We will research, build, and scale up these powerful technologies — and make them available to scientists to drive basic advances in biology and frontier medical applications. As we make progress on these kinds of systems, we believe it might eventually become possible to achieve decades of discoveries in months.
We believe that this will come together to unlock frontier medicine. AI could enable advances like early disease detection, monitoring, and prevention; programmable cellular medicines; personalized gene-editing-based cures; and approaches to prevent and cure inflammatory and chronic disease.
As we build toward this longer-term roadmap, today we are also sharing several updates on our work in progress:
We are launching the Virtual Immune System project, a flagship effort to model the immense complexity of the human immune system. We aim to change the understanding of immunological science — opening the door to engineering human health, simulating immune therapies, reprogramming dysfunctional cells and preventing diseases before they arise.

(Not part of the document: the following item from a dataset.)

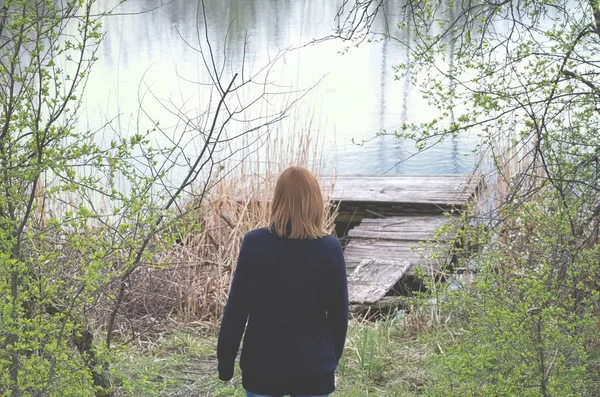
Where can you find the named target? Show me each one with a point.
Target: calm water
(357, 95)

We’re also making three new models freely available on our virtual cells platform:
- VariantFormer: a model that directly translates personal genetic variations into tissue-specific gene activity patterns;
- CryoLens: an end-to-end, pretrained, large-scale model for cryoET providing unsupervised structural similarity analysis; and
- scLDM: a new AI model that can generate realistic single-cell data in silico at unprecedented fidelity.

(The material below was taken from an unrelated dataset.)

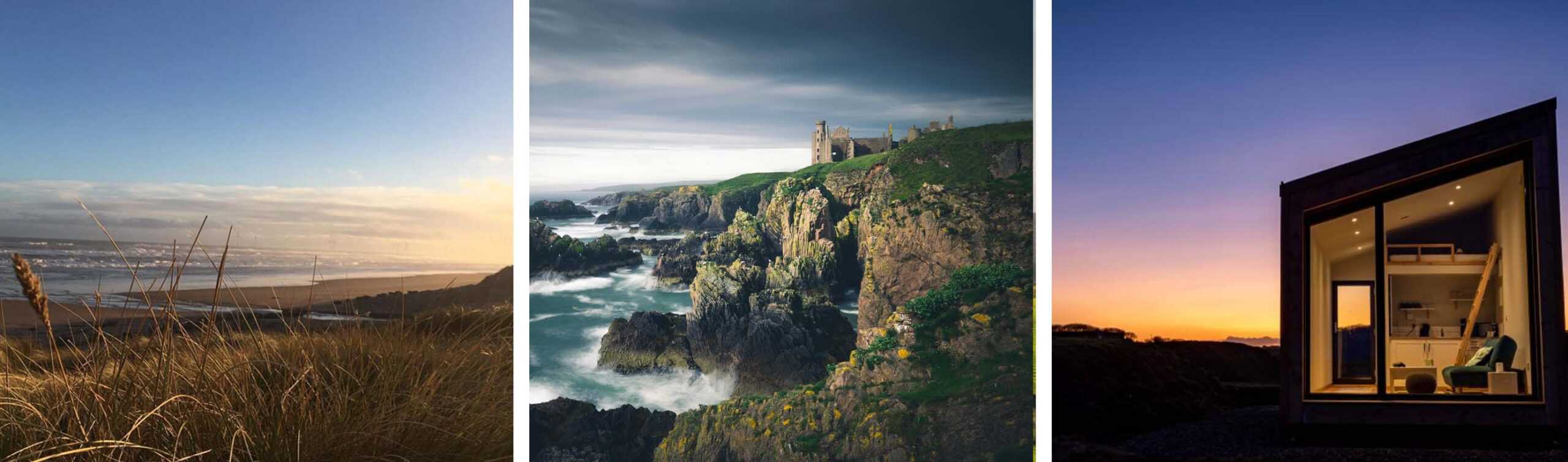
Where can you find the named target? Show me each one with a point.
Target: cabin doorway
(1355, 345)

These complement our growing range of state-of-the-art models, including GREmLN, a graph-aware model for understanding how gene regulatory networks govern cell behavior, and rBio, a conversational large language model designed to perform biological reasoning and make scientific knowledge more accessible. These models are steps toward virtual representations of biology that can help scientists understand and unlock the complexity of the cell and genome.
With the rapid and continuing advances in artificial intelligence, we believe we’re on the cusp of a scientific revolution in biology — as frontier artificial intelligence and virtual biology give scientists new tools to understand life at a fundamental level, and begin to accelerate the rate of scientific progress. As these powerful technologies continue to advance, we’re committed to developing them responsibly. And, as we have always done, we’ll continue to work in partnership with the scientific community, and our datasets and models will be shared to maximize their benefit to science and humanity.